I was asked the following question in a physics worksheet:
A $2.0 \,\mathrm{mW}$ laser is shone onto a metal plate. The cross-sectional area of the beam is $4.0\times 10^{-6} \, \mathrm m^2$. Assume all light is absorbed, and the laser is emits all light at $4.7\times 10^{14} \, \mathrm{Hz}$. Calculate the pressure due to the light.

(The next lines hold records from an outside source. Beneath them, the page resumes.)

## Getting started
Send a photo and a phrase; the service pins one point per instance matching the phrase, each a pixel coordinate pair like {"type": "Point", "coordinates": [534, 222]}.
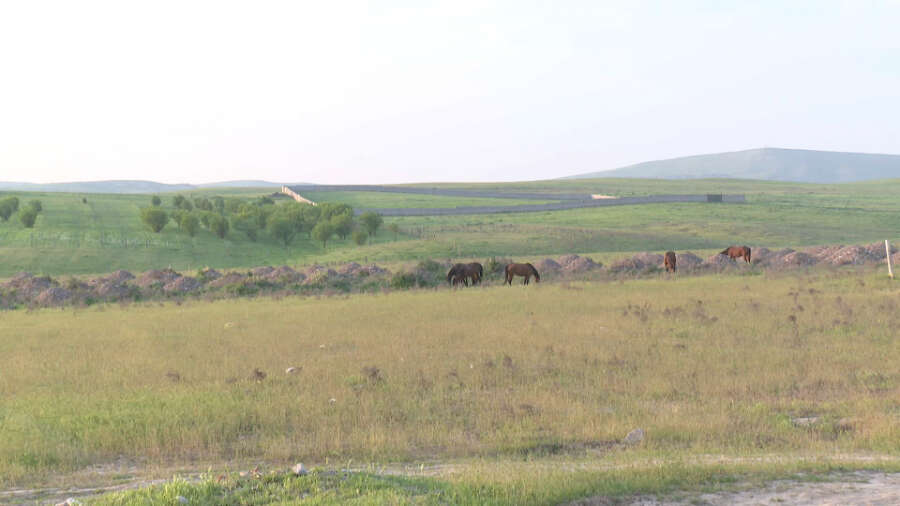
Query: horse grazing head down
{"type": "Point", "coordinates": [669, 261]}
{"type": "Point", "coordinates": [737, 252]}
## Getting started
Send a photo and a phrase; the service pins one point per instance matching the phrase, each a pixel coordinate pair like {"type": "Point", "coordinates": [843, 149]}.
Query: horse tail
{"type": "Point", "coordinates": [537, 277]}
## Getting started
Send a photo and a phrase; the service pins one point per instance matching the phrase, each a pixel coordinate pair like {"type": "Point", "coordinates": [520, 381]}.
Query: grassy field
{"type": "Point", "coordinates": [106, 234]}
{"type": "Point", "coordinates": [720, 366]}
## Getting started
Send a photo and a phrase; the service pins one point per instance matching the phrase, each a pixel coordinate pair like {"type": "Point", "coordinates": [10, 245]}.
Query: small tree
{"type": "Point", "coordinates": [155, 218]}
{"type": "Point", "coordinates": [323, 232]}
{"type": "Point", "coordinates": [190, 223]}
{"type": "Point", "coordinates": [371, 221]}
{"type": "Point", "coordinates": [6, 209]}
{"type": "Point", "coordinates": [282, 229]}
{"type": "Point", "coordinates": [343, 225]}
{"type": "Point", "coordinates": [246, 222]}
{"type": "Point", "coordinates": [219, 225]}
{"type": "Point", "coordinates": [28, 216]}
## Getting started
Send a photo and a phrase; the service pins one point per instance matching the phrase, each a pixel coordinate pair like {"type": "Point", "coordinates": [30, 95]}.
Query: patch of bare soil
{"type": "Point", "coordinates": [859, 488]}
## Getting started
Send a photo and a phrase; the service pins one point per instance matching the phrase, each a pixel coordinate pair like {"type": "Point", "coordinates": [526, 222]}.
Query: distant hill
{"type": "Point", "coordinates": [775, 164]}
{"type": "Point", "coordinates": [126, 186]}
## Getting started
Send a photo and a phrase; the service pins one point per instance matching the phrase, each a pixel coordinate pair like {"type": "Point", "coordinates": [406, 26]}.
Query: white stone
{"type": "Point", "coordinates": [635, 436]}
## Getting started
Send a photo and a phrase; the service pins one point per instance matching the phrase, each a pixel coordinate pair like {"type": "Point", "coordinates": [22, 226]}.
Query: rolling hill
{"type": "Point", "coordinates": [773, 164]}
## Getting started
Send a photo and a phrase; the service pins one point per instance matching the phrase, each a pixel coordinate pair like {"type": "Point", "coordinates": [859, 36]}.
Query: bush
{"type": "Point", "coordinates": [218, 225]}
{"type": "Point", "coordinates": [190, 223]}
{"type": "Point", "coordinates": [323, 232]}
{"type": "Point", "coordinates": [371, 221]}
{"type": "Point", "coordinates": [282, 229]}
{"type": "Point", "coordinates": [6, 210]}
{"type": "Point", "coordinates": [155, 218]}
{"type": "Point", "coordinates": [343, 225]}
{"type": "Point", "coordinates": [28, 217]}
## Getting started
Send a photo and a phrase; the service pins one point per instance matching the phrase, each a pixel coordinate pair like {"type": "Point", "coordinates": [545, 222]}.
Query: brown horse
{"type": "Point", "coordinates": [462, 273]}
{"type": "Point", "coordinates": [737, 252]}
{"type": "Point", "coordinates": [669, 261]}
{"type": "Point", "coordinates": [525, 270]}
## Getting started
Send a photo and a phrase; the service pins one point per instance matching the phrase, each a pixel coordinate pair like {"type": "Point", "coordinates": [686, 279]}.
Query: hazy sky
{"type": "Point", "coordinates": [343, 92]}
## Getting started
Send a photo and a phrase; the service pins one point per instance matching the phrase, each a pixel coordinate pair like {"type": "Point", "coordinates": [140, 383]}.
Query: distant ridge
{"type": "Point", "coordinates": [776, 164]}
{"type": "Point", "coordinates": [129, 186]}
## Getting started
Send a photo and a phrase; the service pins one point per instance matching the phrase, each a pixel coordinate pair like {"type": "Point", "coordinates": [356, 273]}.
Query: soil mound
{"type": "Point", "coordinates": [53, 296]}
{"type": "Point", "coordinates": [182, 284]}
{"type": "Point", "coordinates": [157, 278]}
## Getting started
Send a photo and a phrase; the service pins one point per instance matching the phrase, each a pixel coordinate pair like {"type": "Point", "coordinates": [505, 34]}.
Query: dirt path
{"type": "Point", "coordinates": [858, 488]}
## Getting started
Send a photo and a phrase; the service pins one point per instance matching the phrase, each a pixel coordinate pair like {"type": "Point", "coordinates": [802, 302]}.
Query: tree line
{"type": "Point", "coordinates": [255, 217]}
{"type": "Point", "coordinates": [27, 214]}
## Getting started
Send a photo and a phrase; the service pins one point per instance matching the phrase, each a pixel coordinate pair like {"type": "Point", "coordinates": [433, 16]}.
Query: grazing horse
{"type": "Point", "coordinates": [737, 252]}
{"type": "Point", "coordinates": [669, 261]}
{"type": "Point", "coordinates": [462, 273]}
{"type": "Point", "coordinates": [525, 270]}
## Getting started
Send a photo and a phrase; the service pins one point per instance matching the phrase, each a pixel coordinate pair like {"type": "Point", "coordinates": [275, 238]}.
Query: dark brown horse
{"type": "Point", "coordinates": [669, 261]}
{"type": "Point", "coordinates": [462, 273]}
{"type": "Point", "coordinates": [525, 270]}
{"type": "Point", "coordinates": [737, 252]}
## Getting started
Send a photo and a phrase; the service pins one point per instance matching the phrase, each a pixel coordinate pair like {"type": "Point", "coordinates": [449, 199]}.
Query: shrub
{"type": "Point", "coordinates": [28, 217]}
{"type": "Point", "coordinates": [155, 218]}
{"type": "Point", "coordinates": [282, 229]}
{"type": "Point", "coordinates": [190, 223]}
{"type": "Point", "coordinates": [323, 232]}
{"type": "Point", "coordinates": [218, 225]}
{"type": "Point", "coordinates": [371, 221]}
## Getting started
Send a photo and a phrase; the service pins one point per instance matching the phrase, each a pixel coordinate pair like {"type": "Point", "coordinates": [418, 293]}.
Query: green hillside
{"type": "Point", "coordinates": [767, 163]}
{"type": "Point", "coordinates": [106, 234]}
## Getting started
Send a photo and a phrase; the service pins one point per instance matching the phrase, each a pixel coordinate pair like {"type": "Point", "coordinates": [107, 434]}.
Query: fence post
{"type": "Point", "coordinates": [887, 250]}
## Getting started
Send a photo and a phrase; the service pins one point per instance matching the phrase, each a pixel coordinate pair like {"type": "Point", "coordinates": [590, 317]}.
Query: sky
{"type": "Point", "coordinates": [388, 92]}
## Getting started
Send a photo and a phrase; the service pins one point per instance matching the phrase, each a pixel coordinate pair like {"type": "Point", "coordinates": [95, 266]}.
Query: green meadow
{"type": "Point", "coordinates": [104, 234]}
{"type": "Point", "coordinates": [729, 376]}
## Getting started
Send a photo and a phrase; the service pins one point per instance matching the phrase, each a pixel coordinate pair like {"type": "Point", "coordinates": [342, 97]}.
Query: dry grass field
{"type": "Point", "coordinates": [801, 363]}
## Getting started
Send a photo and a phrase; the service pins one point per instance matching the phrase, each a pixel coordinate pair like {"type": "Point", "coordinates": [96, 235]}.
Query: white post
{"type": "Point", "coordinates": [887, 250]}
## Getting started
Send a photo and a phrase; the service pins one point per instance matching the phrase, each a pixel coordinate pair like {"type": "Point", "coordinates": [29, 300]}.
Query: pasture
{"type": "Point", "coordinates": [106, 234]}
{"type": "Point", "coordinates": [530, 391]}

My current approach was along the lines of: $$\begin{aligned} p &=\dfrac{hf}{c}\\ &=\dfrac{h\times4.7\times10^{14}}{3\times10^{8}}\\ &=1.0\times10^{-27}\mathrm{Ns}\\ \end{aligned}$$ $$\begin{aligned} f_{e^-}&=\tfrac{P}{E}=\tfrac{P}{hf}\\ &=\dfrac{2.0\times 10^{-3}}{hf}\\ &=6.45\times10^{15}\mathrm{Hz}\\ \end{aligned}$$ $$\begin{aligned} F&=\frac{\mathrm dp}{\mathrm dt}\\ &=p\times f_{e^-}\\ &=6.7\times10^{-12}\mathrm{N}\\ \end{aligned}$$ $$\begin{aligned} P&=\frac{F}{A}\\ &=\frac{6.7\times 10^{-12}}{4.0\times 10^{-6}}\\ &=1.7\times 10^{-6}\mathrm{Pa} \end{aligned}$$
But a classmate of mine used $P=Fv$ (i.e. power used to propel a point mass is equal to the force applied to that mass times the velocity of that mass) to solve for the force, and I don’t understand how that equation, which is used in linear kinematics, applies to a massless particle.
I understand the principle that light exerts pressure, but why does this formula which was derived for something entirely different apply in this context?